Communicating with/in Moving

Nicole Land thinking with Sanja Todorovic and Jajiba Chowdhury

In the sandbox and yard, we’ve been mulling over a questions together: how do we get to know one another through moving? What about, and how, do we notice moving when we think moving as a language? 

Carrying these questions into the playground, I was struck by how very “quiet” moments in the sand area were. The sand is often a silent place. But also, a space with lots of communicating: carrying sand, offering sand, dropping sand, moving into the shade, bumping shoulders to squeeze into the house, brushing sand off arms when someone else’s sand digging flies onto you, sticking sticks up in sand, slowly dropping sand from one person’s hand into another, picking up shovels and pouring, bumping bodies with the shovel, colliding into other shovels and buckets, and transferring sand. This makes me want to think really carefully with the question of how we notice moving when we think moving as a language. When I think of language I think of ideas like voice, expression, vocabulary, style, local understandings/particularities, and conversations. I also think about the non-innocence of language: we make words work in deliberate ways, and words create unequal, strategic, status-quo ways for us to navigate our worlds. These are, I think, my particular inherited ways of thinking about language. I want to question how these shape how I can notice moving as communicative: when I think moving with sand as a language, what do I pay attention to? Why?

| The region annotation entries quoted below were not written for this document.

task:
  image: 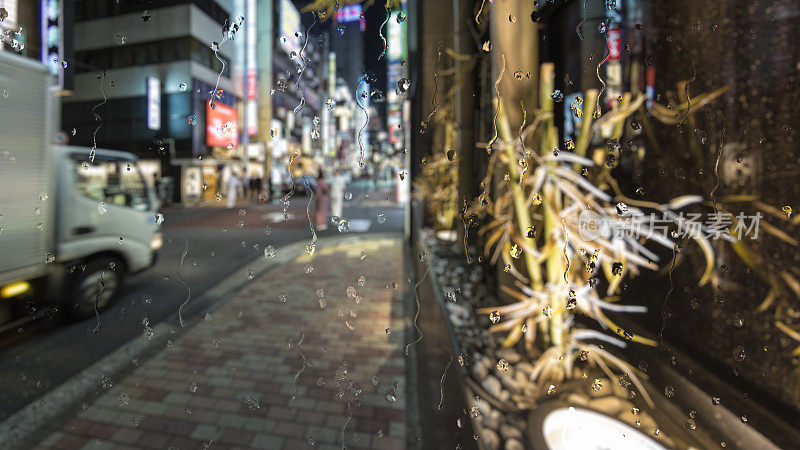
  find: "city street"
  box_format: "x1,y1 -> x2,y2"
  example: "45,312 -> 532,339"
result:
0,182 -> 404,419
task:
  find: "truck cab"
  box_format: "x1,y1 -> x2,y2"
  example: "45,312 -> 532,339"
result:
0,52 -> 162,331
51,146 -> 162,316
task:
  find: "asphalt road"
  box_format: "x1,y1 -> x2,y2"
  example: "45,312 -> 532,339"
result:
0,183 -> 404,420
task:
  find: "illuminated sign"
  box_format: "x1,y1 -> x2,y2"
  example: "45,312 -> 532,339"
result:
386,11 -> 406,61
244,100 -> 258,136
278,0 -> 300,53
333,5 -> 362,23
245,0 -> 258,136
606,28 -> 622,61
206,100 -> 239,148
147,77 -> 161,130
245,0 -> 258,100
39,0 -> 64,90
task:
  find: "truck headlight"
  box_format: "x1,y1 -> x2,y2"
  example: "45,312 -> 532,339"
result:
150,233 -> 164,251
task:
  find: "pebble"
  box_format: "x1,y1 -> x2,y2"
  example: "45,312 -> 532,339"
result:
505,439 -> 525,450
481,375 -> 503,398
480,428 -> 500,450
500,423 -> 522,441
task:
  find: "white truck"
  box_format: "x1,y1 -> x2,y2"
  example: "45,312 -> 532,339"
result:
0,52 -> 162,331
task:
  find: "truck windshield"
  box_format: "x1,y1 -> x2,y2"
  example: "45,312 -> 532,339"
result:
73,159 -> 150,211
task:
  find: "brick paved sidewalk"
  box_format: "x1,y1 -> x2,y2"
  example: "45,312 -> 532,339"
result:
36,236 -> 408,450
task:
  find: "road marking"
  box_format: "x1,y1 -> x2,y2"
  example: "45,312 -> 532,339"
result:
261,212 -> 297,223
350,219 -> 372,233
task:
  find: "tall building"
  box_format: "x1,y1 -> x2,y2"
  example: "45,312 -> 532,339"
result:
331,4 -> 367,92
271,0 -> 330,184
62,0 -> 246,203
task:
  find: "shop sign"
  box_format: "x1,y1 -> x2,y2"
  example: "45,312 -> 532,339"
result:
206,100 -> 239,148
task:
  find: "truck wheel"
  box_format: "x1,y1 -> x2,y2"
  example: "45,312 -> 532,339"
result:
65,256 -> 123,319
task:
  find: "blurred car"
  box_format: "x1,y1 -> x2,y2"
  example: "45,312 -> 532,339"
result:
281,175 -> 317,195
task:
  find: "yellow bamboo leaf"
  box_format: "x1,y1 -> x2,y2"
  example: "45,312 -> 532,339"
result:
760,220 -> 797,247
502,324 -> 522,348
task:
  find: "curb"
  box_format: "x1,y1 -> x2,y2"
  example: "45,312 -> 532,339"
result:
0,233 -> 402,449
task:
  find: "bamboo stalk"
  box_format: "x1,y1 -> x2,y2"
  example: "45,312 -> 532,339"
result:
494,99 -> 544,289
539,63 -> 566,350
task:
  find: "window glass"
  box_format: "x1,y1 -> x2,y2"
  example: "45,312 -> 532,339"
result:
73,160 -> 150,210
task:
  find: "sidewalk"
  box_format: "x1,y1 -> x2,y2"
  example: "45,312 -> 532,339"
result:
36,235 -> 408,450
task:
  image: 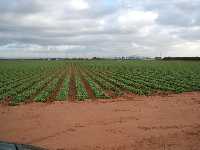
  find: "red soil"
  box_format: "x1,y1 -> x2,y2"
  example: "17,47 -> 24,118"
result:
0,92 -> 200,150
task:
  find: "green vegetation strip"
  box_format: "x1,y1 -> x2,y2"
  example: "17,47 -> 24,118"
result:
56,77 -> 69,101
76,76 -> 89,101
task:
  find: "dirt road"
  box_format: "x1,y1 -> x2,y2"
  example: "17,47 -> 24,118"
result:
0,92 -> 200,150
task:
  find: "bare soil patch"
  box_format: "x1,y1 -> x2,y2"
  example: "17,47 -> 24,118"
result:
0,92 -> 200,150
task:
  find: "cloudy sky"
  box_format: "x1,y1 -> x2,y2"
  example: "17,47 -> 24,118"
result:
0,0 -> 200,57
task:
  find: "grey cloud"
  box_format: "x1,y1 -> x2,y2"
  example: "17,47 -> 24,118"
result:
0,0 -> 200,57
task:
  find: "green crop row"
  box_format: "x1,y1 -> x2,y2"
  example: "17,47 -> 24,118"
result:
75,76 -> 89,101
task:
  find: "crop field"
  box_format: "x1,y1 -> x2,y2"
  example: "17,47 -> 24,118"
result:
0,60 -> 200,105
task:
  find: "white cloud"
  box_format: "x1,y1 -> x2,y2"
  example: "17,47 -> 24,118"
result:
0,0 -> 200,57
70,0 -> 89,10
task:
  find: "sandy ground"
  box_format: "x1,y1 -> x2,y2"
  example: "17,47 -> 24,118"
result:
0,92 -> 200,150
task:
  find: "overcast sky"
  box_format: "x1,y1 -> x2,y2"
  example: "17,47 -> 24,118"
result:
0,0 -> 200,57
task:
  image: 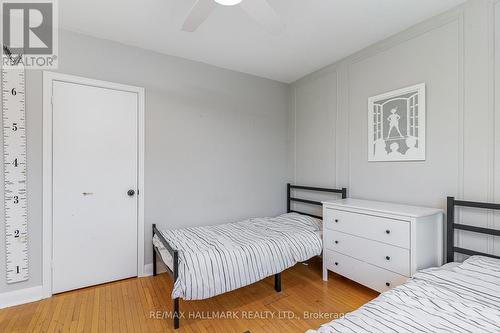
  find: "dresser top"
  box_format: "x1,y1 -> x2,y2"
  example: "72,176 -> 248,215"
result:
322,198 -> 444,217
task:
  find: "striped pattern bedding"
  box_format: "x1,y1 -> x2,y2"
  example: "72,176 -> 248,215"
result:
309,256 -> 500,333
154,213 -> 322,300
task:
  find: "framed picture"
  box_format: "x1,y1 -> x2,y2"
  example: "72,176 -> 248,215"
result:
368,83 -> 425,162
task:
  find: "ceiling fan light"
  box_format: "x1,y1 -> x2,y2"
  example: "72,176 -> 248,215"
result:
215,0 -> 242,6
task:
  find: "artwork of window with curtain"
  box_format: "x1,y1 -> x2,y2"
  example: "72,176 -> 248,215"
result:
368,83 -> 425,162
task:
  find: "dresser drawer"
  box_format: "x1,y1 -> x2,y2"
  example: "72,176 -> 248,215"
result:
325,229 -> 410,276
324,209 -> 410,249
324,250 -> 408,293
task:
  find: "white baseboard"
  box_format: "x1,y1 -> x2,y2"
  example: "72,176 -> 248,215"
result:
0,286 -> 45,309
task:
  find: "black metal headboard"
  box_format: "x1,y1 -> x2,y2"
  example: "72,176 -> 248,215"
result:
446,197 -> 500,262
286,184 -> 347,219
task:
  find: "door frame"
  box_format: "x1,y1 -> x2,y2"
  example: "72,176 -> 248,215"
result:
42,71 -> 145,297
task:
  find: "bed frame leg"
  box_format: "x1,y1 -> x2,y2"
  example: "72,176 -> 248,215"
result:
274,273 -> 281,292
174,297 -> 180,329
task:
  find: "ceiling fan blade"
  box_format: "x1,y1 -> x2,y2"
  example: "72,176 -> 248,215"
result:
182,0 -> 217,32
240,0 -> 284,35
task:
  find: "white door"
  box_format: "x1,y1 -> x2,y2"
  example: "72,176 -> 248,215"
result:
52,81 -> 138,293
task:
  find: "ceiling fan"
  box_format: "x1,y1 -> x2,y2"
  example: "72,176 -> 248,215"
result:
182,0 -> 283,34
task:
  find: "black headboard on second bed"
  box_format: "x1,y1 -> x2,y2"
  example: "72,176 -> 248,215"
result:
286,184 -> 347,219
446,197 -> 500,262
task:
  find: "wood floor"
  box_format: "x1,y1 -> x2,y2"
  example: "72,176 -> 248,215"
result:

I took a photo of a footprint one child made in sand, after another child had built a pile of sand by carrying sand with her hands. I think it can seem, in taken-for-granted ways of noticing, like a super simple, really everyday thing; a shoeprint in the sand.

When I think about moving in the ways I was taught in phys-ed, I might wonder if this footprint was made while a child was running or how steady they were as they moved over the uneven terrain of the sandbox. With ELECT, I might be curious if the child jumped (correctly) to make this footprint. I can think also of this footprint as an outcome – someone moved and made a footprint in sand. I wonder what it is – what I choose to notice and not notice – when I think about moving as communicative alongside this photo? To think this image while wondering how moving is a language is, for me, a lot more complicated. I am curious to try to notice the communicative character of this footprint: how do the traces or marks we leave invite others to respond? How do footprints become part of the lexicon we build for navigating sand together? Is this footprint something a child “made” or something a child offered? The footprint was made pretty early in our time in sand and I sat beside it for quite a while, wondering how it “does” communicating. Some children noticed the footprint and deliberately walked around it. Some didn’t register the footprint; it didn’t draw some people in. Sometimes the edges of the sand tumbled down, blurring the corners of the footprint. Someone came and smushed it flat with a shovel, keeping the height of the sand pile but making the footprint invisible. 

This makes me think so much about offering and responding: what do we offer within our moving? How do we respond to invitations and traces through moving? How are responding and offering practices of communicating with moving? I also think about what we notice and what we don’t pay attention to when we think about moving as communicative: is the sand part of how moving as a language happens outside? Are shoes? Is the rain that had left the sand a bit tacky? The stick that insisted on sticking into the side of the footprint? What possibilities might we create if we want to understand how moving as a language involves more than only humans? 

Alongside this, I am curious to think more too about how materials co-shape how moving is communicative. How do dinosaur toys, logs, shovels, shade, balls, crates, sheets, bowls, trees, sunlight, and containers participate in how we communicate through moving? How does sand entangle with thinking moving as a language? How might the choices we make about materials shift if we wonder together how materials add to how moving is relational and conversational? What ways of communicating do different materials provoke? How do different spaces invite different ways for communicating with moving? How are materials and places part of understanding moving as a language? 

We’ve been thinking together about how we create conditions to build the relations we want to build with moving with children. To layer on this question, how do we create conditions together with children, and with materials and spaces to amplify relational, communicative, joyful, conversational relations with moving? What would it be to notice, in this image, how materials and place contribute to how moving happens in communicative ways?